Viking Avenue in Poulsbo was desolate, a thoroughfare of empty businesses and closed auto lots. But to Mary Nader and others with North Kitsap Fishline, it was the perfect place to open a food bank.
Nader, Fishline’s executive director, said the nonprofit had spent five years looking for a new place. As North Kitsap’s largest food bank,
the organization had outgrown its 400-square-foot building. Each building officials visited didn’t work, she said, and they decided that building a new space was cost-prohibitive.
Then Fishline officials went to Viking Avenue and entered the building once occupied by Poulsbo RV. The space was 1,200 square feet. It was perfect, Nader said.
Fishline opened in its new home on May 6.
The nonprofit provides food services to 120 families a day, including a weekend meal program for low-income children, grocery delivery for homebound clients and its food bank. It also offers general rental assistance, emergency housing and safe vehicle parking for up to five cars for women living in their vehicles. All services are free.
The new space means clients who visit the building will find parking, which the old space lacked, and privacy when they stock up on items from the self-serve food market, like fresh fruits and vegetables, eggs, dairy items and staples such as peanut butter and canned tuna.
“The experience for clients is imminently better,” she said.
At Fishline, everyone who enters the food market gets a food budget, based upon where the person lives: a person who lives within the market’s core service area can spend $25 a week, with an additional $5 for each family member; people outside the service area can spend $10 a week.
Once budgets are set, clients are allotted “fish bucks,” an in-house currency they use to get their weekly foodstuffs. Nader said the experience is reminiscent of shopping in a grocery store, where people get to decide what to get for their family instead of receiving a bag of items that have already been chosen.

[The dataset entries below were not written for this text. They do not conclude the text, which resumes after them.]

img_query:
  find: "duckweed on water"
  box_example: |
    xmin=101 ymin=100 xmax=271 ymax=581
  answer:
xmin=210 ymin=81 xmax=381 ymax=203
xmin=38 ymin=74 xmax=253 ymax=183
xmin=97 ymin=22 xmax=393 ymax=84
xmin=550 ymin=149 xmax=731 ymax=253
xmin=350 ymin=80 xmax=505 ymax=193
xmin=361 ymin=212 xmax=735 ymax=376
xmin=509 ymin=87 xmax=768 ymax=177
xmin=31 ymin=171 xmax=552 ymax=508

“It feels normal,” she said.
What may not be normal is the self-serve food market model. Nader said that while Fishline doesn’t consider itself any different from other food banks, she sees it shifting into a community market that’s created “a blurred line” about what a food bank can be.
Even though Fishline has been in its new digs for less than a month, she said there’s already been an uptick in market visitors. The increase continues a trend: In the past five years, the number of clients has doubled to roughly 2,000 unique visitors a month.
“For everyone that leaves, we have another one that comes. And then some,” she said.
Fishline bought the space for $900,000 and has a five-year mortgage, she said. The nonprofit’s annual budget comes from a combination of private donations and foundation grants, and Nader said Fishline hopes to pay off the mortgage through capital campaigns and maybe even human service dollars from the state legislature.
Paying off the mortgage in five years, before balloon payments would kick in is important, she said. Fishline owned its last building, which meant it could devote 96 percent of the money it brought in to serving the people. If the new space on Viking Avenue gets paid off, more of the organization’s budget can be funneled into programs.
Nader said she believes it will happen, since the move was a positive step toward helping more people in the community.
“We thought it was a good idea to bring some beauty and goodwill to this area of town,” she said.